Michael Cramer wird am 6. Juni 1949 in Gevelsberg (Westfalen) geboren. Nach seinem Abitur studiert er Musik, Sport und Pädagogik mit anschließender Lehrtätigkeit am Gymnasium in Berlin/Neukölln. In den Jahren 1989 bis 2004 ist Cramer Mitglied im Abgeordnetenhaus von Berlin und verkehrspolitische Sprecher der Fraktion Bündnis 90/Die Grünen. Gleichzeitig lehrt er an der Freien Universität Berlin Verkehrs- und Stadtpolitik.

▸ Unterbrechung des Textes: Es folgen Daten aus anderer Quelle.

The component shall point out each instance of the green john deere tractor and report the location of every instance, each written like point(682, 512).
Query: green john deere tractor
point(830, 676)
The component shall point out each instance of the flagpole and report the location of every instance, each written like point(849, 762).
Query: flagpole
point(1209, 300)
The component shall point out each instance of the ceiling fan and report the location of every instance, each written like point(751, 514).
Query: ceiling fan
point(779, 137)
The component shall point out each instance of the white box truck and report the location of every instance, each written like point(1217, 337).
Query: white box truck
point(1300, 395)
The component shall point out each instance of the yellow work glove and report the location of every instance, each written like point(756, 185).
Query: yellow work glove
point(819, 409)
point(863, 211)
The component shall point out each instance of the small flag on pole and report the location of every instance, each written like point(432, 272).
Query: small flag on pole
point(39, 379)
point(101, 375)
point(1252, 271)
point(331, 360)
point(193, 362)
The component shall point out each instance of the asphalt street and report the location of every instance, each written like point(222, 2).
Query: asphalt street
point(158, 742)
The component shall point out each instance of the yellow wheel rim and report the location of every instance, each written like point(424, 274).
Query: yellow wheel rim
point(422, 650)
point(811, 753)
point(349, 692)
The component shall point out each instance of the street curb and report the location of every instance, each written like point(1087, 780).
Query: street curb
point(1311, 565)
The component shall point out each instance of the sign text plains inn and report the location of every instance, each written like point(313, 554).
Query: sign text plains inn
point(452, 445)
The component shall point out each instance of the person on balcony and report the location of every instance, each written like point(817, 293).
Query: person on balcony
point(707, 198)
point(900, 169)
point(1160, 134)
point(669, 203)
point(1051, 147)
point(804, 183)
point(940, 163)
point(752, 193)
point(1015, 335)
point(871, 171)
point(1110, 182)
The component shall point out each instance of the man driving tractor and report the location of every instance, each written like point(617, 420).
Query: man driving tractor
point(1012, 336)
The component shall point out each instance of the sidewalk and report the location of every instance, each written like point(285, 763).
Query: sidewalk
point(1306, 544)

Seit 2004 ist Michal Cramer als Mitglied des Europäischen Parlamentes Sprecher der Grünen im Ausschuss für Verkehr und Fremdenverkehr sowie stellvertretendes Mitglied im Ausschuss für Kultur und Bildung. Darüber hinaus ist der seit 25 Jahren ohne Auto auskommende Politiker auch publizistisch tätig und Autor mehrer Bücher, u.a. "Deutsch-Deutscher Radweg" (2007).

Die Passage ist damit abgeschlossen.